Everybody wants to possess money and in fact people are willing to have money in abundance without any upper limits. However, when it comes to managing money acquired, rarely some people are found to be successful while many fail to protect their hard earned money.
Keeping idle money is a difficult job rather than the struggles put forth for acquiring such money; however, such idle money can be profitably deployed as profitable investments and definitely any prudent investor takes sufficient time to take appropriate decisions in regard to selection of suitable schemes for the purpose of investments.
Money can be invested as detailed below:
01. Bank deposits: Keeping the money in deposits with banks is considered to be the safest venture for every individual. On the one hand the money in banks is found to be safe and secure and on the other hand, the investor at any point of time can get back his money from the bank at his will. There are different kinds of bank deposits namely; savings bank, current account and term deposits. However, the interest available through bank deposits may not be much compared to investments made in any other schemes.

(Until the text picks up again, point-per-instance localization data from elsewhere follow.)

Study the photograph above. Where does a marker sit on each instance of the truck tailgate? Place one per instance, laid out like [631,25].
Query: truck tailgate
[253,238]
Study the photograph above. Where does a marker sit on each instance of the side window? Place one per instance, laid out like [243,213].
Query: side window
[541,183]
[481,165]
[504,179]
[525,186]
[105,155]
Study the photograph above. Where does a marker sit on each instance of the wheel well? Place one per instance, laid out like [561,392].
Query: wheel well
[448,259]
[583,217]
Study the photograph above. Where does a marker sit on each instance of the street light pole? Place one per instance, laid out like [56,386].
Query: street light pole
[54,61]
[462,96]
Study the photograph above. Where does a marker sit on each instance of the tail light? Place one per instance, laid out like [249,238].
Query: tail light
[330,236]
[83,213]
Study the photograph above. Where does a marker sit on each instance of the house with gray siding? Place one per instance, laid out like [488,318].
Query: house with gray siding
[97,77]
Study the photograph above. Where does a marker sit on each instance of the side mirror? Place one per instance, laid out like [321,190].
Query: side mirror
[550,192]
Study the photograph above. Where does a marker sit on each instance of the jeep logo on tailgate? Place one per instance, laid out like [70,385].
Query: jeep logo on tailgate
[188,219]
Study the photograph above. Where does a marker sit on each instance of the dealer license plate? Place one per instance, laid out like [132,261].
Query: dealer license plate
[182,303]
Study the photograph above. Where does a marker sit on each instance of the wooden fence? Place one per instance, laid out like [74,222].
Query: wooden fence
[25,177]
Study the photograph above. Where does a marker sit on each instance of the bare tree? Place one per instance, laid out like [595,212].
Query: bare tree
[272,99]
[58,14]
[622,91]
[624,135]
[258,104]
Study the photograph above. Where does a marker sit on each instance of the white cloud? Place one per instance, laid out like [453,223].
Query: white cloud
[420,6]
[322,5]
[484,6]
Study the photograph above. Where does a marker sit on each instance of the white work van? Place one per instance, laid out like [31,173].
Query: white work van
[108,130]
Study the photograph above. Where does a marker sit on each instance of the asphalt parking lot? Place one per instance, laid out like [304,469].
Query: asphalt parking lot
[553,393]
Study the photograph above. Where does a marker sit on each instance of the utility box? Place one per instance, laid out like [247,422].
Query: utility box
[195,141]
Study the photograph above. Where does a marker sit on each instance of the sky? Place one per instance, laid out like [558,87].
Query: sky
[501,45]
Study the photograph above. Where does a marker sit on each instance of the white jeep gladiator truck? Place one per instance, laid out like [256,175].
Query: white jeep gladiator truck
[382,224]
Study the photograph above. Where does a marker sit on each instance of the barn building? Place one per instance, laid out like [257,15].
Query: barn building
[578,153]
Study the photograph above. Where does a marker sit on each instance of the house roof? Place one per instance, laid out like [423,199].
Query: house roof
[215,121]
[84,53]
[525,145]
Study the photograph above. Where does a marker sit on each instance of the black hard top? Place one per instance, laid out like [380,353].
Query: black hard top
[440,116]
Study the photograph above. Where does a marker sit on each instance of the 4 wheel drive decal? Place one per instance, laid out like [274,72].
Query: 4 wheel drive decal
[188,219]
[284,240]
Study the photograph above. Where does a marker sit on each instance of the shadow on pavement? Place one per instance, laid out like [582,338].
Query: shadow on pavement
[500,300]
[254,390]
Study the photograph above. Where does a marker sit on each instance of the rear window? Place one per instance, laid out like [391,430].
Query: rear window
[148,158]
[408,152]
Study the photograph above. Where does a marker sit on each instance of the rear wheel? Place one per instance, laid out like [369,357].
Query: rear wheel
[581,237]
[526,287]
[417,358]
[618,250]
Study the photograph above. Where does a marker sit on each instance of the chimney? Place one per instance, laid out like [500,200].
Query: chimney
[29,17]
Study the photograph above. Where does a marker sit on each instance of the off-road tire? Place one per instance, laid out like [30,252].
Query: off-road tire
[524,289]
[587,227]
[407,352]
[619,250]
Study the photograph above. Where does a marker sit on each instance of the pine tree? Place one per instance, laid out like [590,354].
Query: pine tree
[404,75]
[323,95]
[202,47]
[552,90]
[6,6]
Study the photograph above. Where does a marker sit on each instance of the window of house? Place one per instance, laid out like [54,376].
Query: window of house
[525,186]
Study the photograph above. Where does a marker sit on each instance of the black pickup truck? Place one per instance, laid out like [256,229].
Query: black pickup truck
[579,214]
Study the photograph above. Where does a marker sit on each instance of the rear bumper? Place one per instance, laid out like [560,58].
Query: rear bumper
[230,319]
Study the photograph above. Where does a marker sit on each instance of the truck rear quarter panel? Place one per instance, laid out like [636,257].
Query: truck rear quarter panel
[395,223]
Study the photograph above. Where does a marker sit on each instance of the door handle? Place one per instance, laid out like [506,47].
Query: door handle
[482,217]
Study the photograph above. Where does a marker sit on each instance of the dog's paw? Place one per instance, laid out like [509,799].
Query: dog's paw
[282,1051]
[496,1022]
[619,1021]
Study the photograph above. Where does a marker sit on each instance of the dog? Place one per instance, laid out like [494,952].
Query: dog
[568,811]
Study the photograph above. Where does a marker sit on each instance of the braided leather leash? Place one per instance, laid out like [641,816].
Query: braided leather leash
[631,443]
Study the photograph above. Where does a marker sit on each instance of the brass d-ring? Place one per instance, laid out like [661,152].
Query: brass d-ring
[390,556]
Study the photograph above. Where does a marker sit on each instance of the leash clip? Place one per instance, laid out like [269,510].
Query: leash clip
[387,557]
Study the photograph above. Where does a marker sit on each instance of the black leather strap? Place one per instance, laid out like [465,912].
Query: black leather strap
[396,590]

02. People can invest in mutual funds which are found to offer better returns compared to investments made in banks. However, mutual funds are found to be highly risky and there is no guarantee that the money invested can be redeemed in full without any loss.
03. Some people are interested in investing in gold and at present on account of the increase in the prices of gold, people started more in number towards either purchasing gold available in the form of gold biscuits, coins or jewelry or investing in gold bonds which are found to offer higher returns.
04. When the person is found to have bulk money, he can very well invest the amount in buying plots, lands or houses which are found to yield good long term returns.
However, it is the responsibility of the investor to study the various investment schemes in detail before finalizing his investment decisions.
The investors should have some basic knowledge about the term called as inflation. A simple study can be conducted by linking inflation with returns available from the abovementioned investment schemes.
The effect of inflation can be understood through the following examples:
01. An investor is having an amount of $1000 as on date. Using $1000 he has the option to buy a product. In case he purchases the same product after one year, the price may be around $1100 and in this case the inflation works out to $100.
02. Instead the person wants to invest the amount in bank deposit and he is able to get interest at 6%(approximately) for one year and the effective return will be $60 and in such a case he loses $40 (the difference between inflation and effective interest)
03. Let us imagine that the investor gets a return of $80 by investing the amount alternatively in one mutual fund scheme and in this connection he loses by $20
04. Alternatively when he decides to purchase gold and the market price of gold after one year is found to be $1110 and in such case he earns a profit of $10
While comparing the different types of investments as mentioned above namely; deposit with bank, investment in a mutual fund scheme and gold, investment in gold is found to offer reasonably a good return.
However, the examples quoted above are only for the purpose of understanding the intricacies involved in investing the amount in suitable schemes.
An intelligent investor invests the amount in diversified schemes and he decides to invest 30 percent in bank deposits; 30 percent in mutual fund schemes and the remaining 40 percent in gold etc. so that he is not much affected by inflation factor.
As such, it is very well understood that the investors should understand the different investment avenues in detail and in case of any difficulty they can discuss the issues with a financial consultant who can offer better solutions when it comes to investment in various financial portfolios.